Yes, that is a green tourmaline you saw. It was an incredible stroke of luck for me. It is about a foot long, and something like that today probably costs more than a new car. What happened was that there was a mineral shop in Provincetown on Cape Cod, and I occasionally looked in there to see if there was anything I wanted for my collection. I had seen this tourmaline crystal in his street window for about ten years in a row, and had just assumed it was a black tourmaline. The way he had his display lit up, the light went right over it, and no color was visible at all.

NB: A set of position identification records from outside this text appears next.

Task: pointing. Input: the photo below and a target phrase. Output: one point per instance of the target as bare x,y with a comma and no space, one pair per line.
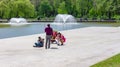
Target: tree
62,8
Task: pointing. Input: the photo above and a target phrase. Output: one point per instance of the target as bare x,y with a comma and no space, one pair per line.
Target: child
60,39
39,43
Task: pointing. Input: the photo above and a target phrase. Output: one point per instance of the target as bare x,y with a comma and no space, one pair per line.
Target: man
49,32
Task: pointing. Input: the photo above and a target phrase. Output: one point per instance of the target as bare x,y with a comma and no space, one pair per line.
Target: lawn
110,62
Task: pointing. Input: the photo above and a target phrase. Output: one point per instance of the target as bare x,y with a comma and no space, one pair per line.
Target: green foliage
105,9
16,8
111,62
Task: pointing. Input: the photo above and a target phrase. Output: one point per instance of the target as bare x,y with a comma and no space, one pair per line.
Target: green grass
110,62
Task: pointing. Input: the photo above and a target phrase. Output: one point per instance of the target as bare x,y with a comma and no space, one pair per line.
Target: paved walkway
84,47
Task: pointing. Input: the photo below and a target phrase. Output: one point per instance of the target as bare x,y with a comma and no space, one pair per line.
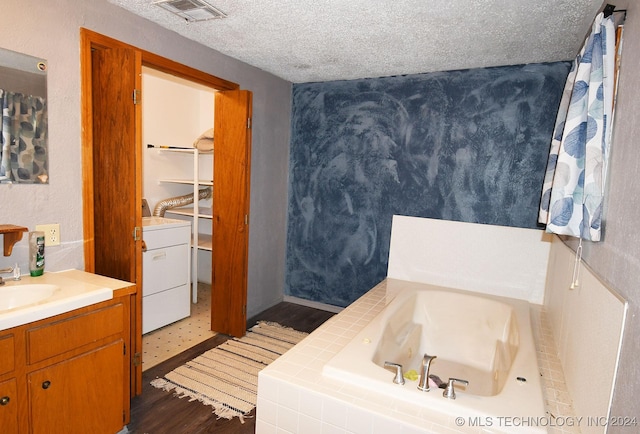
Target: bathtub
486,340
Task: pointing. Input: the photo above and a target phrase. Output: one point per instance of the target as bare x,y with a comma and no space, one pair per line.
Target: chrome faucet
399,378
423,385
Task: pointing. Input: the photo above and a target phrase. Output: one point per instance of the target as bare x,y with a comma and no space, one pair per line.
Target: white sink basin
23,295
34,298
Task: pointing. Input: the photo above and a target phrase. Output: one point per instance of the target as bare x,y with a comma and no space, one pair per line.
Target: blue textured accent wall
468,145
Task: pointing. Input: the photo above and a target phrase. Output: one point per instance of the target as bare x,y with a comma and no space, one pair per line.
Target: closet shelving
200,240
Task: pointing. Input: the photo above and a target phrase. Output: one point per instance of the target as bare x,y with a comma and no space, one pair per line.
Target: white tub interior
486,340
475,339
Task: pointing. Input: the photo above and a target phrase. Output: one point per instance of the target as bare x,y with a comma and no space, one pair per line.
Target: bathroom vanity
72,369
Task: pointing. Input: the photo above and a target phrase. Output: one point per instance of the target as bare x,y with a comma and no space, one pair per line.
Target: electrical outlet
51,234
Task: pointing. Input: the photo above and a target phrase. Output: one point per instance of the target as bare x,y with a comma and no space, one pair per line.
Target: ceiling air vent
191,10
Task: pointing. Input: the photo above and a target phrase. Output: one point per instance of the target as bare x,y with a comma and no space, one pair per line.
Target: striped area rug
226,377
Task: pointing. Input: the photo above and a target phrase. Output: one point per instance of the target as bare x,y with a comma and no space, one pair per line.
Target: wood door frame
90,40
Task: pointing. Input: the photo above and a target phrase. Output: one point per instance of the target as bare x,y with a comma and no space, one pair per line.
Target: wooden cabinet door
81,395
231,177
9,407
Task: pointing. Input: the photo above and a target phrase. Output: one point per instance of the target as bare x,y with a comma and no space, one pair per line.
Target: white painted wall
174,113
52,30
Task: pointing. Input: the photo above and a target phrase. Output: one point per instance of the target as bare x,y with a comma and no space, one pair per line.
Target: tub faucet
423,385
399,378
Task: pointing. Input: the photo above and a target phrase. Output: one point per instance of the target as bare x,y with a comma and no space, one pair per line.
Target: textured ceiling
321,40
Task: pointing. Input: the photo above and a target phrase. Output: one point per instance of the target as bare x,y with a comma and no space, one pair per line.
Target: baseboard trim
313,304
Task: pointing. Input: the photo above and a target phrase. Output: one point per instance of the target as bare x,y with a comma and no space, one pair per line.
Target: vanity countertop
76,289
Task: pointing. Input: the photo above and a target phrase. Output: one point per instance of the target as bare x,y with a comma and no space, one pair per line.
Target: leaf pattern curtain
573,189
23,151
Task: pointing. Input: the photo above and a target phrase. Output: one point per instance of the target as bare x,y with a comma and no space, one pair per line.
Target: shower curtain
574,183
23,154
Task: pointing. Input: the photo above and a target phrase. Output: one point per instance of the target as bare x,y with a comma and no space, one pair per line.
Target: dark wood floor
159,412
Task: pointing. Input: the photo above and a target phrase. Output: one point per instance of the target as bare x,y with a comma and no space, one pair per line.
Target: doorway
112,183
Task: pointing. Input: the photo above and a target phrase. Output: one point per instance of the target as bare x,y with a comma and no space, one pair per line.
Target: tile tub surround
294,397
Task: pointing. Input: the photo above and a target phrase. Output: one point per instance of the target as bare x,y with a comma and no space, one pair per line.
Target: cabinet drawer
65,335
9,407
165,237
165,268
7,354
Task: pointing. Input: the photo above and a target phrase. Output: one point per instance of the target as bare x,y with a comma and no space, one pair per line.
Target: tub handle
399,378
450,391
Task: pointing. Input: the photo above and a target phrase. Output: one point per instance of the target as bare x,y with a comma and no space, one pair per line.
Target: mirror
23,131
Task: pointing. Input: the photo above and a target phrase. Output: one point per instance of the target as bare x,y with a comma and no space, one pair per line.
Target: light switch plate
51,234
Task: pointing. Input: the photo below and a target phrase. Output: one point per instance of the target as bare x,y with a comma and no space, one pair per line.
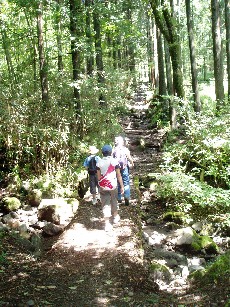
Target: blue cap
106,149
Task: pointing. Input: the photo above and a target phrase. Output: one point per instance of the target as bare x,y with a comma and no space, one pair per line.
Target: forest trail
87,267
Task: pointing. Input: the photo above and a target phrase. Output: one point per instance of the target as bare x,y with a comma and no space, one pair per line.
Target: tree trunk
162,84
89,37
150,51
76,32
168,27
34,51
195,89
99,56
59,35
168,67
227,26
42,60
217,52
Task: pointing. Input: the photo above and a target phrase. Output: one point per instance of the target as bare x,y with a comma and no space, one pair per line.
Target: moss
176,217
215,273
11,203
204,242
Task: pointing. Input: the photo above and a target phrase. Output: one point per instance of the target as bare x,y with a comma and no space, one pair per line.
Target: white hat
93,150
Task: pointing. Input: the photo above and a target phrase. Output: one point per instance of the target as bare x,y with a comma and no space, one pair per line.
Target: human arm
119,178
130,159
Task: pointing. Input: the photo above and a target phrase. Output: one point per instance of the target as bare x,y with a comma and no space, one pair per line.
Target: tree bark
168,27
217,52
89,38
59,35
227,26
168,67
76,52
150,51
195,89
162,84
99,56
42,60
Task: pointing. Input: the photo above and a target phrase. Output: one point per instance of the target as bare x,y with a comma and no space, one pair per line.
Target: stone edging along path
134,265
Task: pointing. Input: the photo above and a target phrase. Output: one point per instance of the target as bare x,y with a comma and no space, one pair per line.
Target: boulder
58,211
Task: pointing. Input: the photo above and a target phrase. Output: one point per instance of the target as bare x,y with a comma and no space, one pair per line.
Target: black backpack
92,166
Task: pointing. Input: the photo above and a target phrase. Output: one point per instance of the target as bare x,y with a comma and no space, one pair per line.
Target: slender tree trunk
42,59
162,84
195,89
99,56
59,35
7,55
88,32
217,51
76,32
155,57
34,51
150,51
131,51
168,67
115,58
168,27
227,26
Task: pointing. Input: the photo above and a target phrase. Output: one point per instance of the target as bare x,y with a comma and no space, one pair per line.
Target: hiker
108,172
122,153
90,164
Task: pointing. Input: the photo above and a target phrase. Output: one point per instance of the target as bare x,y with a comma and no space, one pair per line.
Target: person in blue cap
108,173
122,153
90,164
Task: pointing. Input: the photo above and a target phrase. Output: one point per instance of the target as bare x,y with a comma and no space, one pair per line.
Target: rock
160,272
34,197
193,268
197,226
11,203
51,229
58,211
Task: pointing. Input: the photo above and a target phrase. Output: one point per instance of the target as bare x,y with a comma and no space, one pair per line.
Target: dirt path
87,267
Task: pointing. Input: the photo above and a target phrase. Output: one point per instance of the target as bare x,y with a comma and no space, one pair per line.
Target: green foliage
190,195
215,273
11,203
203,150
3,253
158,111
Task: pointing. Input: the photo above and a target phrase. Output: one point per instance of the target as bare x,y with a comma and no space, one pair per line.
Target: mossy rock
176,217
204,243
11,203
34,197
160,271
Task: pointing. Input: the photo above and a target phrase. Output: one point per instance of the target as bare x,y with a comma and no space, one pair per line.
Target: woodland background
69,69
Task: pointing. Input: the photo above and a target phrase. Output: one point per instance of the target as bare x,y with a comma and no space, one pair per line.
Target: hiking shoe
116,219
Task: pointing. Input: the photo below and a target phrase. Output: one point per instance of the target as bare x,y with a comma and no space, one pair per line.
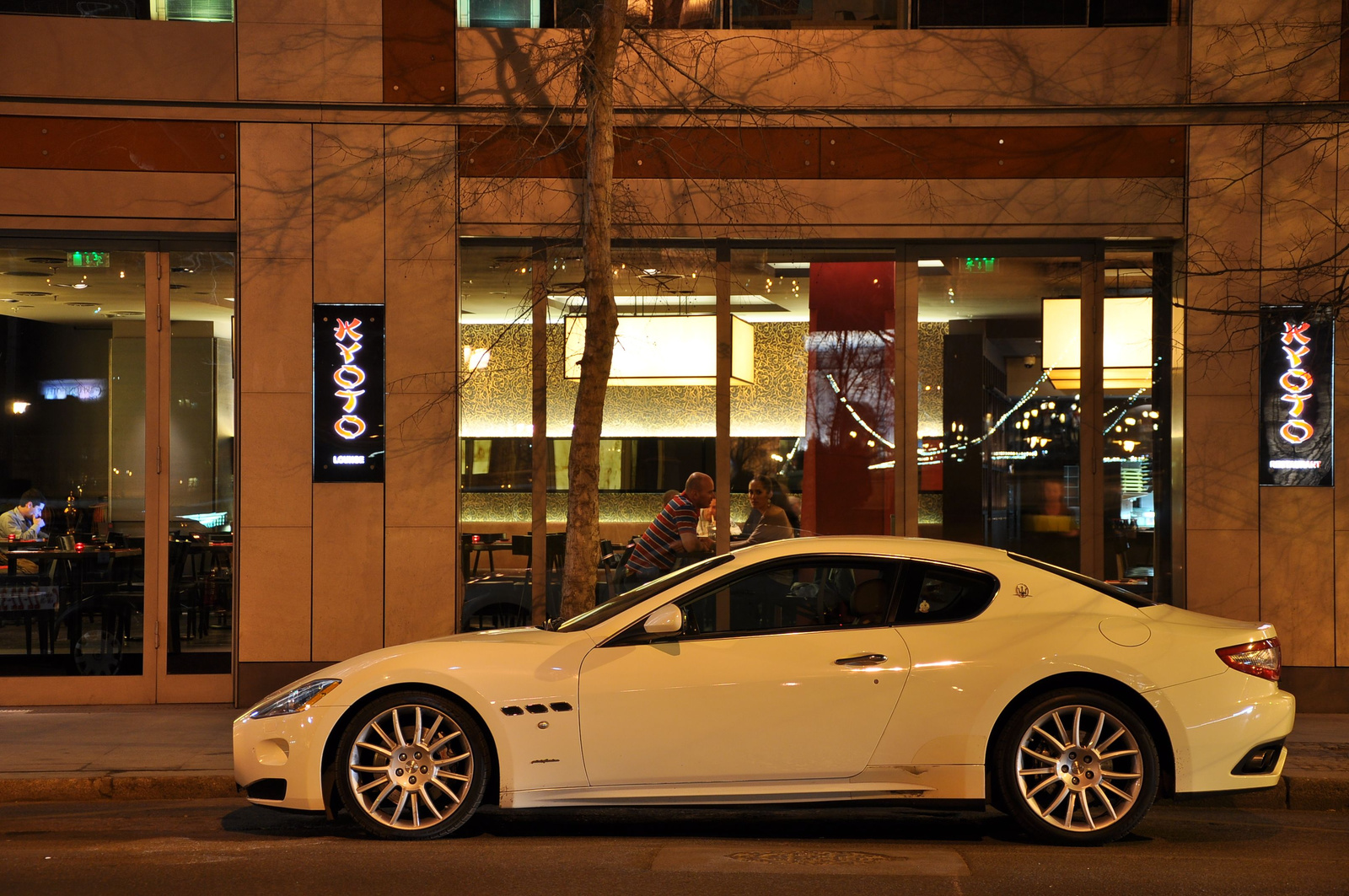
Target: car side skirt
910,783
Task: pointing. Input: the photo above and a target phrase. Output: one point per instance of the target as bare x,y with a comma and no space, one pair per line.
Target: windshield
1096,584
631,599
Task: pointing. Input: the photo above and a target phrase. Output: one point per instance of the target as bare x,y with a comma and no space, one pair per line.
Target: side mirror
668,620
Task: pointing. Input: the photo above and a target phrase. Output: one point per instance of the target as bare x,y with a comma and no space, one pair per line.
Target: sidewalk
184,752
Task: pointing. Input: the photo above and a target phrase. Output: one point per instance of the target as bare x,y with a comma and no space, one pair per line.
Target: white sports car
813,669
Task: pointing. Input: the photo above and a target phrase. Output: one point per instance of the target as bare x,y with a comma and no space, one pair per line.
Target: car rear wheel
411,765
1077,768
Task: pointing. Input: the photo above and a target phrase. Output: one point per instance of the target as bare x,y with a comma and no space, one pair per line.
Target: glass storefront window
202,456
73,382
998,449
157,10
820,417
1137,420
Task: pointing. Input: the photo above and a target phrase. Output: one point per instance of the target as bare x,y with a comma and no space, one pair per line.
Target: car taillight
1260,659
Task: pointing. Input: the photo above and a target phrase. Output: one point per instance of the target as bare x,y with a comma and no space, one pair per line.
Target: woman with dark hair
782,501
773,523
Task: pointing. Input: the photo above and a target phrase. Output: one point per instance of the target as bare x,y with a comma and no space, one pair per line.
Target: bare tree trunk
597,78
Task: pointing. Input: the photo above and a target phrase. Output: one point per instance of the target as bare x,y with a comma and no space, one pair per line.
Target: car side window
804,594
943,594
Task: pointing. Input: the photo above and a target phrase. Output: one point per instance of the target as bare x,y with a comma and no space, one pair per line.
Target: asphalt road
227,846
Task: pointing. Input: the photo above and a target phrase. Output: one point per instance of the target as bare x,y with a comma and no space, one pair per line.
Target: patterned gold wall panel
931,370
513,507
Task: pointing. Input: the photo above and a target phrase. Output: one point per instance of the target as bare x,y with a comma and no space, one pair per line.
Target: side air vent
269,788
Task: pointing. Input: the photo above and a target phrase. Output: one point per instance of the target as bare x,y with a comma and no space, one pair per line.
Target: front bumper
1216,722
285,748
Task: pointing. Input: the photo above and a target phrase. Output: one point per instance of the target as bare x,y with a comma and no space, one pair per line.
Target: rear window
1096,584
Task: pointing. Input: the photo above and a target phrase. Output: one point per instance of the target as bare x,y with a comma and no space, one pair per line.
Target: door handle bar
867,659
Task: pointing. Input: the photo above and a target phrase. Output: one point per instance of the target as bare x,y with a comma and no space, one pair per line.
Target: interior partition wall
116,370
1013,395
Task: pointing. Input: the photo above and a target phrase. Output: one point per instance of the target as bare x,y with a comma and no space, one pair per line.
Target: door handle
867,659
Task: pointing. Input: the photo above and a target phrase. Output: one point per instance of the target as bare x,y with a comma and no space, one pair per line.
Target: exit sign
88,260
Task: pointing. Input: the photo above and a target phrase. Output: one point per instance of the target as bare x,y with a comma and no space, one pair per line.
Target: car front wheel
1077,768
411,765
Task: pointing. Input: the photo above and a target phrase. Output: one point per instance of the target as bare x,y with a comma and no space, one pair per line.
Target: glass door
197,447
74,625
1000,401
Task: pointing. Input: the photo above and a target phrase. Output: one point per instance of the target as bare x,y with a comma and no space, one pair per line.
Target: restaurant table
33,602
490,548
80,561
478,544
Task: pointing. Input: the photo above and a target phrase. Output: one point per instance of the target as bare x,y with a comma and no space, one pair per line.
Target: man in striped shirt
674,532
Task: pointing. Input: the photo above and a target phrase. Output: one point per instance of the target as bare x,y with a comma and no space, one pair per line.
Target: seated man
24,523
674,532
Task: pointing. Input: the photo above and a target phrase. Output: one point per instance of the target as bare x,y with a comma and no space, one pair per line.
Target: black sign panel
1297,397
348,393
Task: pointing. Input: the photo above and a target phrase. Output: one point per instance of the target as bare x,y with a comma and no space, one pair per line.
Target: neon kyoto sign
1297,404
348,393
347,377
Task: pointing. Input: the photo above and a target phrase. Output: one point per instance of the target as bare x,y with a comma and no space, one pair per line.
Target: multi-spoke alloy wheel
411,765
1077,768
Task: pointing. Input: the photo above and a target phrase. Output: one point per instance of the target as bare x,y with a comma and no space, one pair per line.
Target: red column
850,400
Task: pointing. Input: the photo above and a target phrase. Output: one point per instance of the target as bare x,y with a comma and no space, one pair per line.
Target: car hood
479,666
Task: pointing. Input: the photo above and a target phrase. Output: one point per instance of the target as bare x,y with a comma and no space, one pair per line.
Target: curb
118,787
1295,792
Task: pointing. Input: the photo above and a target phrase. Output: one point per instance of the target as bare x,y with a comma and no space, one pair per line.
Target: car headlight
292,700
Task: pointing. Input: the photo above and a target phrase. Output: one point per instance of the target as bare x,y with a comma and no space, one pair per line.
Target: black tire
409,781
98,651
1076,768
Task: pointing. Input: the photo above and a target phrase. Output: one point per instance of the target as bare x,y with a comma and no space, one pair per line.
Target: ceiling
775,283
44,285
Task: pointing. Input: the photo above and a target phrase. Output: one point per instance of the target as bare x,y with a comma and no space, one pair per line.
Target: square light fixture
667,351
1126,355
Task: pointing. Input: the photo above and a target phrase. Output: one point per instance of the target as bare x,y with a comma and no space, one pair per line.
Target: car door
787,671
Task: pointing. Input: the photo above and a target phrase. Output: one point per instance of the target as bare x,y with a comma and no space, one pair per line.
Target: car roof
892,545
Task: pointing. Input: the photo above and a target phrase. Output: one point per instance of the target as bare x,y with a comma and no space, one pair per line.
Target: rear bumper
289,749
1216,722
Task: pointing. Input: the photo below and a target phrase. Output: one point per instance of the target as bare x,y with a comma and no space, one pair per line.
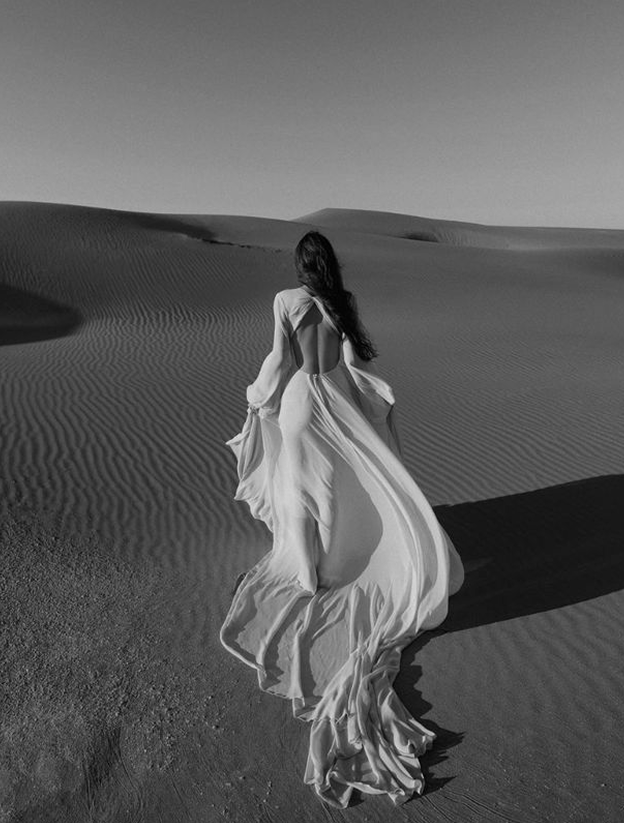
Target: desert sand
127,343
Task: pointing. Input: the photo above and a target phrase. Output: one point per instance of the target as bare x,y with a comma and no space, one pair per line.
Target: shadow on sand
524,554
536,551
26,317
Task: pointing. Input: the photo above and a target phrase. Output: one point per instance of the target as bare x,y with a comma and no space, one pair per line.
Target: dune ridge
504,350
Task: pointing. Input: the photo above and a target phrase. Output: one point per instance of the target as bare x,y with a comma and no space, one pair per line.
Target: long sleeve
265,393
375,395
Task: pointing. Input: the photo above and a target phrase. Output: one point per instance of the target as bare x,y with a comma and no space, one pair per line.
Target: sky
507,112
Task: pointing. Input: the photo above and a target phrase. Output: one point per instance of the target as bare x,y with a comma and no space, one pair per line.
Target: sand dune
455,233
121,541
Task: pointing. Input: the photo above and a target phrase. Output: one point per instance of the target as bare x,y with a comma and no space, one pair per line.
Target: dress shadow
523,554
536,551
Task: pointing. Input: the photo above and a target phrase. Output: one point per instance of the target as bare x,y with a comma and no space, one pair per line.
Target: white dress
359,565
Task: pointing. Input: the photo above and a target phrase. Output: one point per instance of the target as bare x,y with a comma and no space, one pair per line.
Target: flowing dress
359,565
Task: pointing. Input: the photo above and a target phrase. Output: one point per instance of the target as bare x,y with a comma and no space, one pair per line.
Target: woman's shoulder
291,297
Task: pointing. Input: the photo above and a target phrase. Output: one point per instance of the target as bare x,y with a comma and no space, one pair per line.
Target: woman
359,564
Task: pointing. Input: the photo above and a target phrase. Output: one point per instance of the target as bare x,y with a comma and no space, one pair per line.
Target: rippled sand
127,343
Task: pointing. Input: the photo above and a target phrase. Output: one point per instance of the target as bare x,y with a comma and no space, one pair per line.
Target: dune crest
504,349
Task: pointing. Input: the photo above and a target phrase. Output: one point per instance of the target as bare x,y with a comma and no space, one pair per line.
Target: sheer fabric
358,568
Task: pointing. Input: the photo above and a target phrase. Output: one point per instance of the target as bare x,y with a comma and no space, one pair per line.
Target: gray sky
497,111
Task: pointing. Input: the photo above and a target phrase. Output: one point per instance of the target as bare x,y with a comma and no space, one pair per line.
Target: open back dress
359,564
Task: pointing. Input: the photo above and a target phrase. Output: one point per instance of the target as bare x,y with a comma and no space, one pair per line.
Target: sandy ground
127,343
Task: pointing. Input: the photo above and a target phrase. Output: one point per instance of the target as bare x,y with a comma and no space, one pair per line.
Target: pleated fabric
359,565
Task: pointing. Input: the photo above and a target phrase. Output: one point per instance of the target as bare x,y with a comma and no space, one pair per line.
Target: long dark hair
318,269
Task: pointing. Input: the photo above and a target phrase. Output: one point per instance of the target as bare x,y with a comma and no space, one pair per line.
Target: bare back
316,343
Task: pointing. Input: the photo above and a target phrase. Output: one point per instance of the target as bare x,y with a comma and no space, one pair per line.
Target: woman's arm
265,393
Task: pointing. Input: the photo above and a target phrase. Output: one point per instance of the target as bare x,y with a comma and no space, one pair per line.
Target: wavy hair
318,269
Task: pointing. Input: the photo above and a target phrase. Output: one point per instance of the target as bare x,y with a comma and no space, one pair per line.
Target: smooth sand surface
127,342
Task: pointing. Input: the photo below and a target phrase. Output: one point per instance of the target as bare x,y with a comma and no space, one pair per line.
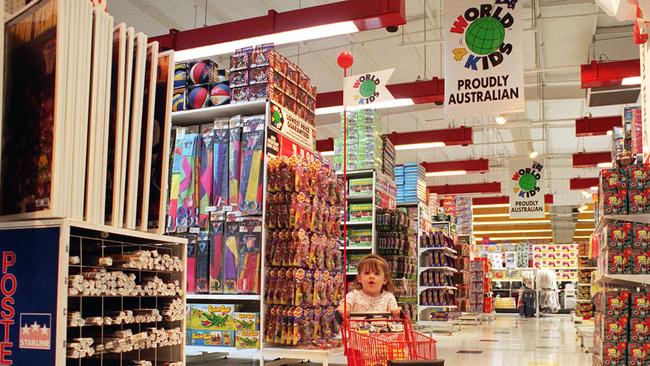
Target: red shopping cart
396,341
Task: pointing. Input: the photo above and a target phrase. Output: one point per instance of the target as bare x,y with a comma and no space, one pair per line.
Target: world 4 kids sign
527,195
483,57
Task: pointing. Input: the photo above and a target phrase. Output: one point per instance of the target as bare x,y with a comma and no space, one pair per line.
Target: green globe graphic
367,88
485,35
527,182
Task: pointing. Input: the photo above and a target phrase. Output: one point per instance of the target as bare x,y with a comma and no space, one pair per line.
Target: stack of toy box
217,325
622,327
388,157
364,143
411,186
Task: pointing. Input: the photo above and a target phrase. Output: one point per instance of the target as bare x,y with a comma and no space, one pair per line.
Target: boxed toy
247,339
247,321
213,338
212,317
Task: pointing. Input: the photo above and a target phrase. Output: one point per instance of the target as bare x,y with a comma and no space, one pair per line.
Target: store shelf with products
102,292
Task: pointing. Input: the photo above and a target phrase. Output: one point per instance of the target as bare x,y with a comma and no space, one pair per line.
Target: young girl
374,289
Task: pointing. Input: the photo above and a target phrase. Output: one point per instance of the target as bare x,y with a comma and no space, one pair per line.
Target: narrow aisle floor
512,340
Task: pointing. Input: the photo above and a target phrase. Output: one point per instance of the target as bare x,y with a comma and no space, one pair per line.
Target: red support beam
325,145
473,166
493,187
583,183
366,15
422,92
598,74
589,160
496,200
597,126
450,136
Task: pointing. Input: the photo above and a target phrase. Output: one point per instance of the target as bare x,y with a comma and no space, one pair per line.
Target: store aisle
512,340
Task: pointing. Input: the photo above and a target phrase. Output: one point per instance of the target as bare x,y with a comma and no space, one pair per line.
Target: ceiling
560,35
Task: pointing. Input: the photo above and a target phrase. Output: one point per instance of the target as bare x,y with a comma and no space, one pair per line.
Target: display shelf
357,248
624,279
207,115
207,297
438,287
445,249
446,269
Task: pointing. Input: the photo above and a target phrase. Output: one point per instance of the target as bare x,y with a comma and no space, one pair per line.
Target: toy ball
201,72
197,98
178,102
220,94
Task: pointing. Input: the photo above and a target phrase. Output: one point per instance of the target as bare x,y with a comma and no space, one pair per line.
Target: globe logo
485,35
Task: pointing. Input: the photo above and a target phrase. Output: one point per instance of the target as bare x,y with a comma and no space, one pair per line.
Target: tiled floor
509,340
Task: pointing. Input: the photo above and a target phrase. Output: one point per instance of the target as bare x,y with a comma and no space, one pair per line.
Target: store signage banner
29,264
293,127
484,63
367,89
527,194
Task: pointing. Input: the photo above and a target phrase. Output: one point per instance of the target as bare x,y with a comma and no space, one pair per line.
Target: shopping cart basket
399,343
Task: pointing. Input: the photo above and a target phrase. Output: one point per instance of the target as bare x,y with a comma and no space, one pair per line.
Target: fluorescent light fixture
446,173
519,238
492,205
424,145
297,35
401,102
634,80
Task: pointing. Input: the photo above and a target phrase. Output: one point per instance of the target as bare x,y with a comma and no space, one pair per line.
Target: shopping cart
396,342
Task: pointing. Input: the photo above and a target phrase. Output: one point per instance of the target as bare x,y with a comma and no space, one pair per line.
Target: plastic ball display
197,98
178,102
180,79
201,72
220,94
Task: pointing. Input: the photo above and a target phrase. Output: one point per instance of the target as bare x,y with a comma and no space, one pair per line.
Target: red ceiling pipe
366,14
598,74
450,136
473,166
548,199
583,183
596,126
422,92
494,187
589,160
325,145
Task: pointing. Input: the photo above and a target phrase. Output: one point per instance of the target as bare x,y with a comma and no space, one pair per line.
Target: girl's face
372,280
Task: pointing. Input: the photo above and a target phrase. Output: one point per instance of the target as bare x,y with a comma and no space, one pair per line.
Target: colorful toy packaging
303,281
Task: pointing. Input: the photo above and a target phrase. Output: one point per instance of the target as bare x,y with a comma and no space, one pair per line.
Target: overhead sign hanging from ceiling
527,193
484,65
367,90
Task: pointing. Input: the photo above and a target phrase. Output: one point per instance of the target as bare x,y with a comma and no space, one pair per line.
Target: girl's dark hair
376,263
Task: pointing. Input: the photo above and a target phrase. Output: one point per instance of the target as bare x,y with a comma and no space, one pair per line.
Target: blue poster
29,266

Then one day, I was walking past his shop in the late afternoon, and the sun's rays caught the crystal just right, and I freaked. I saw that all these years I had assumed it was a black tourmaline, I had been wrong. So, apparently, had everyone else. He remarked that I was the first one in over ten years to even ask to look at it. He asked if I wanted it for its "crystal energy," and I drew a blank. That whole movement had passed me completely by, and I had no idea what he was talking about. He explained to me what "Healy Feelies" were, and I said, no, I just collected minerals.
He then told me he had bought the piece ages ago on a trip to Minas Gerais, Brazil, thinking someone would want it in the States, but no one had ever asked to look at it. I said nothing, but thought to myself, "well, my man, if you display it in such a manner that every single potential collector thinks it's a black tourmaline, of COURSE no one will ask to see it." Just to get his money out of it, he asked me a token 7% over his cost, which must have been some 10+ years prior, which makes it about 25 years ago now. I jumped at the chance, knowing I'd never again get a chance at a foot-long green tourmaline crystal that wasn't in the tens of thousands.
Some day, I need to do a good photo series on the Chinese flourites that good old Wang Guo brought me over the years. Like cubed water!